Und nun überlegt euch Folgendes:

  • Ihr habt die Probleme in der Produktion gefunden. Nicht bei den Kunden. Das bedeutet, dass sie noch abgefangen wurden, bevor sie externen Benutzern „ausgesetzt“ wurden, und es bedeutet, dass das Unternehmen, sollten Kunden sie melden, sagen kann: „Ja, das ist ein bekanntes Problem und wir arbeiten an einer Lösung für eine zukünftige Version“. Das ist kein Versagen.
  • Ihr habt verantwortungsbewusst gehandelt und die Probleme gemeldet, sobald ihr sie entdeckt hattet. Damit habt ihr das Risiko, dem euer Unternehmen ausgesetzt ist, begrenzt.
  • Wenn Ihr Manager und Ihre Stakeholder Perfektion erwarten, werden sie enttäuscht sein. Sie haben die Fehler im Code nicht verursacht. Es ist durchaus möglich, dass auch Ihre Entwickler das nicht getan haben: Die Fehler könnten durchaus das Ergebnis unklarer Spezifikationen oder eines Kommunikationsfehlers zwischen dem Produktverantwortlichen und den Entwicklern sein. Oder es könnte sich um das handeln, was ich als „heimliche Verbesserungen“ bezeichne, bei denen das Produkt nicht ganz so funktioniert, wie die Kunden es erwarten, sodass sie es als Fehler melden, obwohl sie die Anwendungsfalldokumente abgezeichnet haben.

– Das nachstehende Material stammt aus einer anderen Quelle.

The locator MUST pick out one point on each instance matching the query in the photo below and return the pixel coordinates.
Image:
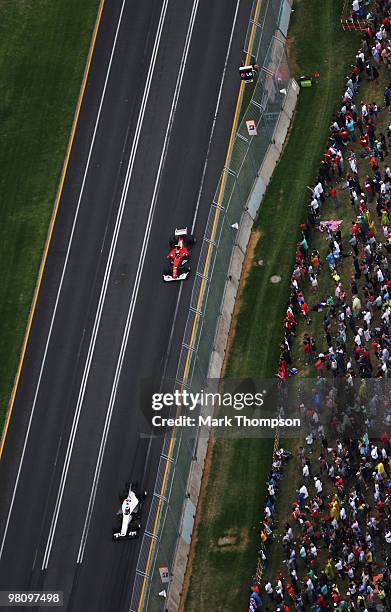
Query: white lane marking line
(102, 297)
(135, 289)
(61, 280)
(215, 118)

  • Die Tatsache, dass ihr euch darüber den Kopf zerbrecht, ist ein Zeichen für euer Engagement und nicht dafür, dass ihr ein Versager seid. Einem Versager wäre das völlig egal.
    Sind Sie Superman? Gott? Nein, natürlich nicht. Die Erwartung, dass ihr jeden Fehler in einer Software finden könnt, die nahezu unendlich viele mögliche Benutzerpfade hat (vor allem, wenn ihr die Möglichkeit in Betracht zieht, eine beliebige Anzahl von Wiederholungen rückgängig zu machen), bedeutet, dass ihr selbst erwarten, eine Art unfehlbares Wesen zu sein.

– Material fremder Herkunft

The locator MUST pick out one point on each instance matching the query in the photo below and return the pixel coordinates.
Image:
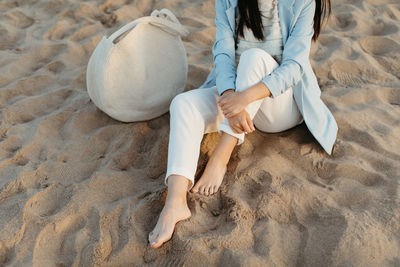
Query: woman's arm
(223, 50)
(295, 53)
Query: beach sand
(78, 188)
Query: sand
(78, 188)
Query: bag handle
(164, 19)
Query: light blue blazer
(296, 21)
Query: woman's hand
(241, 123)
(232, 103)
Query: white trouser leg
(270, 114)
(192, 114)
(195, 112)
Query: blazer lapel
(231, 12)
(286, 14)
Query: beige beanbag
(135, 73)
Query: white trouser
(196, 112)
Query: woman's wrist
(258, 91)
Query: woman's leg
(254, 64)
(192, 114)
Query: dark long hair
(249, 15)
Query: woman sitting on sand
(261, 73)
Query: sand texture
(78, 188)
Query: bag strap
(164, 19)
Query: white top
(272, 31)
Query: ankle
(218, 160)
(176, 201)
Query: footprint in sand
(349, 73)
(19, 19)
(385, 51)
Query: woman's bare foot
(169, 216)
(175, 210)
(211, 179)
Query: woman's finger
(245, 126)
(250, 122)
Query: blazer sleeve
(223, 50)
(295, 53)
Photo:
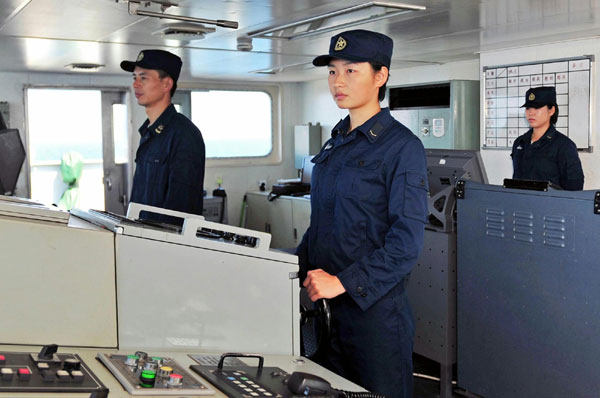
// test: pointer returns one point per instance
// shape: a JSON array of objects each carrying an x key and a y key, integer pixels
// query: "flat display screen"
[{"x": 12, "y": 156}]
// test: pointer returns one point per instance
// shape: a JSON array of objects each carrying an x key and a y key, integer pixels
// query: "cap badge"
[{"x": 340, "y": 44}]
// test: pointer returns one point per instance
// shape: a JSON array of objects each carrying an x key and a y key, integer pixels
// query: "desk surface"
[{"x": 285, "y": 362}]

Überzeugt euren Vorgesetzten, euch zu unterstützen

  • Hört auf, euch selbst die Schuld zu geben, akzeptiert, dass sich Fehler in die Produktion eingeschlichen haben, aber akzeptiert nicht, dass ihr deshalb unzuverlässig seid. Ihr habt in der gegebenen Situation Ihr Bestes getan.
  • Führt eine Ursachenanalyse durch. Dabei geht es nicht nur darum, warum ihr bestimmte Fehler übersehen habt, sondern auch darum, wie diese Fehler überhaupt in die Codebasis gelangt sind. Die Frage „Wie kann ich für einen Code verantwortlich gemacht werden, den ich nicht geschrieben habe?“ kann nützlich sein, ebenso wie der Hinweis darauf, dass man nicht alles testen kann.
    Schuldzuweisungen sind kontraproduktiv, ihr müsst euren Vorgesetzten fragen, warum ihr beschuldigt werdet, wenn ihr den Fehler nicht in den Code eingebracht habt, obwohl es viel produktiver wäre, Maßnahmen zu ergreifen, um zu verhindern, dass ähnliche Fehler in Zukunft in den Code eingebracht werden.
  • Zeigt eurem Vorgesetzten, wie ihr diese Testaufgabe gelöst habt, damit auch hier das Verständnis da ist, und entsprechend auch weitere hilfreiche Maßnahmen getätigt werden können. Es gilt immer zu verhindern, wie man diese Fehler in der Produktion zu verhindern sind. Hier kann entsprechend Testautomatisierung hilfreich sein, und natürlich auch ein besserer Workflow. Zu hinterfragen sind auch immer die Defintion of Ready und Definition of Done.